La storia di Eugenie, stimata cuoca, e di Dodin, il raffinato gourmet con cui ha lavorato per 20 anni. Un film distante anni luce dalla logica dei moderni cooking game. In concorso a Cannes e prossimamente al cinema.
di Giancarlo Zappoli
Sul finire del XIX secolo in Francia Eugenie, cuoca sopraffina, e Dodin-Bouffant, famoso gastronomo, lavorano fianco a fianco da vent’anni. Il loro è un rapporto di reciproca fiducia che progressivamente si è trasformato in una relazione sentimentale. Eugenie però si ritrae dinanzi all’idea che si consolidi in un matrimonio. Lui però non ha intenzione di arrendersi e si muove, per ottenere il risultato desiderato, sul terreno che li accomuna: la cucina.

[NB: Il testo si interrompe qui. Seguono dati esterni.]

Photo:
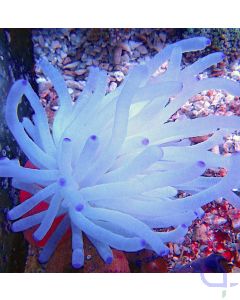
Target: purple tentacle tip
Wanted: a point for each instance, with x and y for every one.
(109, 260)
(208, 42)
(93, 137)
(79, 207)
(145, 141)
(77, 266)
(62, 181)
(201, 164)
(35, 237)
(164, 252)
(67, 140)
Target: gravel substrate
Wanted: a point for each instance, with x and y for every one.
(73, 51)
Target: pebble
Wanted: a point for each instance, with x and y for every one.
(176, 249)
(80, 72)
(112, 86)
(71, 65)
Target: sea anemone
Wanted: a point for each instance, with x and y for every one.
(112, 164)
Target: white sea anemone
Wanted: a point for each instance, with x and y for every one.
(113, 164)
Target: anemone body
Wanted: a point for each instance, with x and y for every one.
(112, 164)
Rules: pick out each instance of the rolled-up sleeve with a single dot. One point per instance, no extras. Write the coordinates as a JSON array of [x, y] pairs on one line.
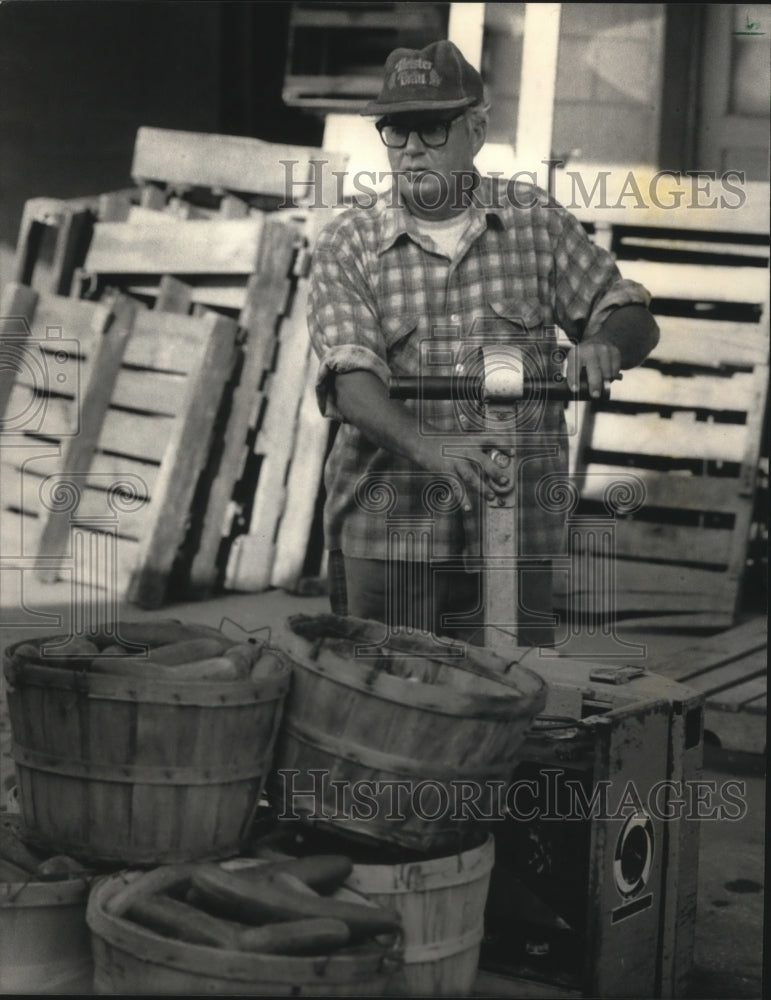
[[343, 323], [588, 284]]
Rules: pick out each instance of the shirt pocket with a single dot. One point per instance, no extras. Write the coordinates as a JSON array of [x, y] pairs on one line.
[[522, 321], [526, 314], [399, 338]]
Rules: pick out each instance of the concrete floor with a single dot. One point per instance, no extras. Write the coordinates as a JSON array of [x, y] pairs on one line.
[[729, 928]]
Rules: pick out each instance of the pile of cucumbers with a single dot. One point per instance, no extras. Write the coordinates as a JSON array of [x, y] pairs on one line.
[[269, 907], [160, 650], [19, 864]]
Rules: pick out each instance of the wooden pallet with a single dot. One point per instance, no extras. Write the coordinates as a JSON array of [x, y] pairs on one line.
[[119, 456], [60, 358], [730, 669], [215, 224], [682, 436]]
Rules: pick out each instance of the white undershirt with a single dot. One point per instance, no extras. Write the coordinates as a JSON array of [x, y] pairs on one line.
[[445, 234]]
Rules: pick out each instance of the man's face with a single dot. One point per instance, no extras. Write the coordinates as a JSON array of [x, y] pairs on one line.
[[429, 177]]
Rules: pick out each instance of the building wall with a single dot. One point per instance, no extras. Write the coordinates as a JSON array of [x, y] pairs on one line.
[[78, 78]]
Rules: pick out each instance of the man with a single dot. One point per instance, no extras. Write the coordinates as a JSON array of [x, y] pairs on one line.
[[450, 260]]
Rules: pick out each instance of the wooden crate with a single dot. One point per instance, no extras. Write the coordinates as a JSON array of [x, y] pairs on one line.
[[684, 433], [60, 361], [730, 670], [114, 460], [222, 223]]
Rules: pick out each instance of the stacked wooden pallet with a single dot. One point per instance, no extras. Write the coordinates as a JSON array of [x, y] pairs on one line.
[[113, 431], [212, 383], [667, 469]]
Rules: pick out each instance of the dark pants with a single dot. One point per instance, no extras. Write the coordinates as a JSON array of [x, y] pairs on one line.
[[443, 600]]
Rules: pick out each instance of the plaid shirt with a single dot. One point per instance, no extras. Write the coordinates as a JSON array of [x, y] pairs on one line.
[[383, 299]]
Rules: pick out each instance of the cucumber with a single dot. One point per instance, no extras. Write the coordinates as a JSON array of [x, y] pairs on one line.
[[180, 920], [9, 872], [13, 848], [269, 900], [61, 866], [163, 879], [322, 872], [243, 656], [147, 668], [161, 632], [177, 919], [314, 936], [189, 650]]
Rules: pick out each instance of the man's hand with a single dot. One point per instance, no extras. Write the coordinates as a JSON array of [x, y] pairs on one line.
[[599, 359], [625, 339], [483, 466]]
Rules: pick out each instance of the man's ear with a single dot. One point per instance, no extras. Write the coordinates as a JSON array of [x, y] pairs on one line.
[[478, 131]]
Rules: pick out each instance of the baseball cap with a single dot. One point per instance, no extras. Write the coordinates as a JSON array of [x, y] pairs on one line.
[[436, 78]]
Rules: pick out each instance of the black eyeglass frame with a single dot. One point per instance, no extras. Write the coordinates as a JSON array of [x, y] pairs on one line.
[[447, 123]]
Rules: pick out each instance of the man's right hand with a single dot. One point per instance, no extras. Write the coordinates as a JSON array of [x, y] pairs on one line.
[[469, 461], [479, 466]]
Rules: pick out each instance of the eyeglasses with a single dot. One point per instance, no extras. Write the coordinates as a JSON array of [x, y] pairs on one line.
[[431, 133]]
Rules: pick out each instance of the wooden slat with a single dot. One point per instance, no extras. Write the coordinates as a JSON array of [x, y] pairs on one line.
[[200, 247], [186, 452], [231, 163], [696, 245], [267, 295], [742, 732], [99, 374], [71, 222], [641, 586], [251, 557], [163, 341], [305, 474], [30, 494], [138, 476], [646, 385], [139, 436], [225, 294], [696, 282], [671, 542], [157, 392], [680, 437], [16, 303], [709, 342], [51, 416], [714, 650], [679, 491], [139, 214], [80, 323], [173, 296]]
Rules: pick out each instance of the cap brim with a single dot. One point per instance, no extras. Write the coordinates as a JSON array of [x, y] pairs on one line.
[[375, 109]]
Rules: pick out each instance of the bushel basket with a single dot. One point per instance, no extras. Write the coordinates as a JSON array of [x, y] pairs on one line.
[[397, 738], [119, 769]]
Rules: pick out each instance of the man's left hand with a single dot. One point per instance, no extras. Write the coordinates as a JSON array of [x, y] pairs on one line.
[[600, 360]]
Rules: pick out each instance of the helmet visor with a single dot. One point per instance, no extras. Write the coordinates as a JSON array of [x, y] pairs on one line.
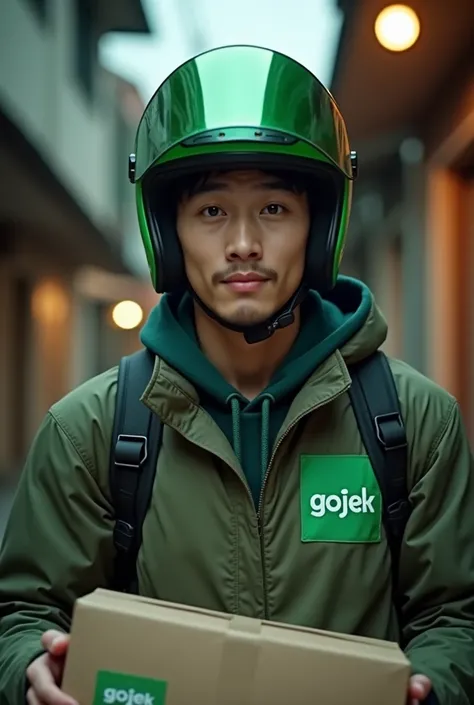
[[241, 95]]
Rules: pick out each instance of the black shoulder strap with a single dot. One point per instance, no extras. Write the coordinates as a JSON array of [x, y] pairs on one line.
[[377, 410], [136, 440]]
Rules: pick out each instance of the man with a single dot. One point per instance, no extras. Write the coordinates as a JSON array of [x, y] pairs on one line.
[[244, 180]]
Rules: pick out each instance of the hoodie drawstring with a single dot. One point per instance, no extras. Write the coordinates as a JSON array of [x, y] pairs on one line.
[[266, 399], [235, 400]]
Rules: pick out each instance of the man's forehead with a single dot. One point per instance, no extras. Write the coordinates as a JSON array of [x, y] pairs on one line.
[[235, 179]]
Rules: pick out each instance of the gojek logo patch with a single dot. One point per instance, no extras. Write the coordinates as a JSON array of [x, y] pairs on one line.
[[123, 689], [340, 499]]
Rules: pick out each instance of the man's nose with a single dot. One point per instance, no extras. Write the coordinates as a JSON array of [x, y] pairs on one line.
[[244, 243]]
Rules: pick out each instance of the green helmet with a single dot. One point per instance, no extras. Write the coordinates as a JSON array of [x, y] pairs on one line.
[[249, 107]]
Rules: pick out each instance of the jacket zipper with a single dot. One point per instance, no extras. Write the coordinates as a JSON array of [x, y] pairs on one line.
[[294, 423]]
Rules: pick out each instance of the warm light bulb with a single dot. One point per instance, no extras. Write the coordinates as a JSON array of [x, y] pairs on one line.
[[397, 27], [127, 315]]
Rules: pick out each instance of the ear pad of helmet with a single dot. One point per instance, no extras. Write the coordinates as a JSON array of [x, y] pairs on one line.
[[160, 213], [326, 206]]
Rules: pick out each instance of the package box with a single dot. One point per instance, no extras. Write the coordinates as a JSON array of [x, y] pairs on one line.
[[129, 650]]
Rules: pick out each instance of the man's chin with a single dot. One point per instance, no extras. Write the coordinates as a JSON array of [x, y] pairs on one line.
[[247, 316]]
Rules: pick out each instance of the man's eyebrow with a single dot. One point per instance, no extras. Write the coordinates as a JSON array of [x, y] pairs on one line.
[[209, 186], [273, 185], [278, 185]]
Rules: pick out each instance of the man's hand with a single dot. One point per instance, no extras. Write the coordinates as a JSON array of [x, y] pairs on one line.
[[419, 689], [45, 673]]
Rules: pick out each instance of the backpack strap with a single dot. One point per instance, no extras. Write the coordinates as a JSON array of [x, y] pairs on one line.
[[136, 440], [376, 406]]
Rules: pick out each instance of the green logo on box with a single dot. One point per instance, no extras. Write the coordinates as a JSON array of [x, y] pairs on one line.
[[124, 689], [340, 499]]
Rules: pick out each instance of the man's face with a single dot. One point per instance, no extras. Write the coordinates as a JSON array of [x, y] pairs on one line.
[[243, 236]]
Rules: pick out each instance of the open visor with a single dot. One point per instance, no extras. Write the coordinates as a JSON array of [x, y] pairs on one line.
[[241, 97]]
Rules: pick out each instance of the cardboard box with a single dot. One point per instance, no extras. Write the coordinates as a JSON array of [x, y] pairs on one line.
[[128, 650]]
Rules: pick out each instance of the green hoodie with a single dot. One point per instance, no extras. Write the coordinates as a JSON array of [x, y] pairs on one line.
[[252, 426], [204, 544]]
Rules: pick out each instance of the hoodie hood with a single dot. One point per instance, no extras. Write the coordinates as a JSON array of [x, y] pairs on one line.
[[347, 320]]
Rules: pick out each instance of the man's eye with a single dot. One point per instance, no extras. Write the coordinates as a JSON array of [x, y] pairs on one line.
[[212, 211], [273, 209]]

Il rapporto tra cinema e cibo è ormai di lunga data ma un film come quello diretto da Tran Anh Hung segna decisamente una svolta in quello che è diventato quasi un sottogenere. Fin dalle prime inquadrature, e per l’intera durata del film, vegetali, carni e tutto ciò che contribuisce alla riuscita di un piatto (ivi compreso un profluvio di pentole in rame) sono al centro dell’inquadratura e vengono portati sullo schermo grazie ad uno sguardo che è al contempo tecnicamente attento e sensorialmente partecipe.
Su questo pentagramma sensoriale si sviluppano le note di un autunno della vita che vede due persone (una delle due preferisce l’estate mentre l’altra finisce con l’amarle tutte) comunicarsi sentimenti attraverso l’attenzione che mettono nella preparazione dei piatti.